Pakistani author Mohsin Hamid on his new novel How To Get Filthy Rich in Rising Asia

Mohsin Hamid
Mohsin Hamid


Why adopt the self-help format?

It began as a joke with a friend, when I quipped that my next book would be a self-help one. Then it became an earnest effort to use the format, but for different explorations.

The word ‘filthy’ in your title has strong presence in the novel.

Yes, because it reflects the duality of richness, the attitude that if you’ve amassed wealth there must have been atrocities involved.

So your unnamed hero, in an unnamed city, in his effort to get rich, is far from moral....

He’ll do whatever it takes to get rich. How many big businesses don't resort to underhand means?

The themes are wider than in your previous work, The Reluctant Fundamentalist.

I wanted to write a bigger novel, spanning cities, countries, generations.

What was the inspiration?

I had become a father, and started living in a tri-generational house. It helped me find different ways to relate to people and the ability to write about just anybody.

What attracted you to use the second-person narrative?

The fact that it can work as first-person narrative, too, in a way. It could just as well be ‘I’, and be one character among many. The ‘You’ also becomes the reader of the novel.

On one level the book is an eternal love saga.

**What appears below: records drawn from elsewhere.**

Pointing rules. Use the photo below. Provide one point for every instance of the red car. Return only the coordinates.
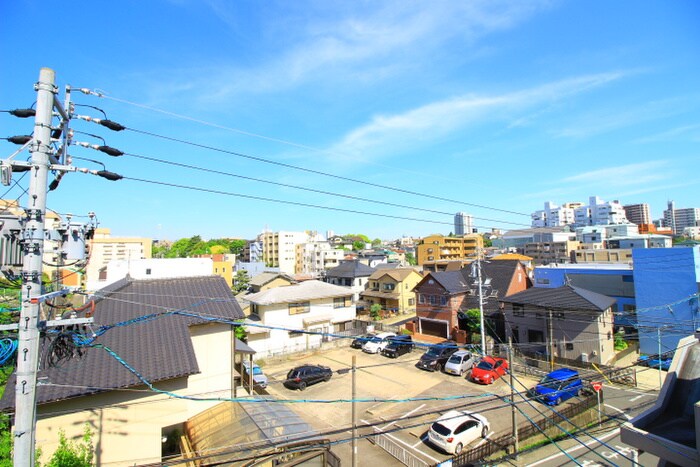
(489, 369)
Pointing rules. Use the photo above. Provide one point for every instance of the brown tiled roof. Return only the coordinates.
(159, 349)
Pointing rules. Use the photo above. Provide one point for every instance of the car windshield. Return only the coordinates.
(441, 429)
(434, 351)
(485, 365)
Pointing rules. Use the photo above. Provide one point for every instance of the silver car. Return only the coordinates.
(460, 362)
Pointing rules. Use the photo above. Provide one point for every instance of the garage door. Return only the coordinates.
(434, 328)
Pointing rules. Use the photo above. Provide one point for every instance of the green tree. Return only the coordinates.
(73, 453)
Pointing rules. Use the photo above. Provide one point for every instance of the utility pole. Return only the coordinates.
(481, 304)
(354, 412)
(513, 410)
(28, 334)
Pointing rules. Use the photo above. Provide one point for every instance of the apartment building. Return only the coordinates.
(436, 248)
(105, 248)
(279, 249)
(679, 219)
(638, 213)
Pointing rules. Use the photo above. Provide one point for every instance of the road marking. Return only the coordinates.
(402, 416)
(621, 411)
(576, 448)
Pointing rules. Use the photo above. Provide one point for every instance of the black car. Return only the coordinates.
(436, 357)
(398, 345)
(301, 376)
(359, 341)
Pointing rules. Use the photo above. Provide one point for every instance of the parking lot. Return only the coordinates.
(397, 398)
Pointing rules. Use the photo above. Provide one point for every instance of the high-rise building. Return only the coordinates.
(464, 224)
(679, 219)
(638, 213)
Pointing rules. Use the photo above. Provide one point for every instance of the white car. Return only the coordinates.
(460, 362)
(377, 343)
(457, 429)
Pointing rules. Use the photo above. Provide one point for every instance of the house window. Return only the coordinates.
(518, 309)
(298, 308)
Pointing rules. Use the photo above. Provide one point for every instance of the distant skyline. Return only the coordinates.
(302, 115)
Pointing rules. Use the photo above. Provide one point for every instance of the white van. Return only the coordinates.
(377, 343)
(460, 362)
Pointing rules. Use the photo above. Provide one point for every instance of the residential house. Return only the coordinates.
(188, 361)
(567, 322)
(298, 317)
(444, 297)
(392, 289)
(614, 280)
(351, 274)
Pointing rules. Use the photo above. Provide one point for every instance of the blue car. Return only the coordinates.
(558, 386)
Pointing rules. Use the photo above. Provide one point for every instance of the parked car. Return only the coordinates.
(378, 342)
(558, 386)
(435, 357)
(359, 341)
(301, 376)
(460, 362)
(489, 369)
(456, 429)
(259, 379)
(398, 345)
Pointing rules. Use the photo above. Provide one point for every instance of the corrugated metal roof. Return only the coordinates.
(159, 349)
(308, 290)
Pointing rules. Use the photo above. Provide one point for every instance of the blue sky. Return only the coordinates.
(486, 107)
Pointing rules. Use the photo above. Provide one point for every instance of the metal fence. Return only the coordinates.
(504, 441)
(395, 449)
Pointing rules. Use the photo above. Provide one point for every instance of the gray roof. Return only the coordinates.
(562, 298)
(350, 269)
(159, 349)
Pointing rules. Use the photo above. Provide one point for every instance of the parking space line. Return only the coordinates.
(402, 416)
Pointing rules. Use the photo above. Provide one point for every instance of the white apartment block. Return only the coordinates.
(316, 258)
(679, 219)
(104, 248)
(597, 212)
(464, 223)
(279, 248)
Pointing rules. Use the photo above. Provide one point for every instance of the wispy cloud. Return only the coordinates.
(686, 132)
(393, 133)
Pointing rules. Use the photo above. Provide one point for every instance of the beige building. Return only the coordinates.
(603, 255)
(392, 289)
(104, 248)
(439, 248)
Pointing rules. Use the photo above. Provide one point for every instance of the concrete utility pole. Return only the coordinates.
(28, 334)
(481, 304)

I wanted to write about non-possessive love, the kind I come across more often now.

Did you write the book with western readers in mind?

No, I don’t believe in western or eastern readers as it’s a gross stereotype.

Happy with the novel's reviews?

I believe one can gauge a book’s impact only after about 10 years.

Have you seen the film version of The Reluctant Fundamentalist yet?

Yes, it’s different from the book. But it’s very good, and unusual.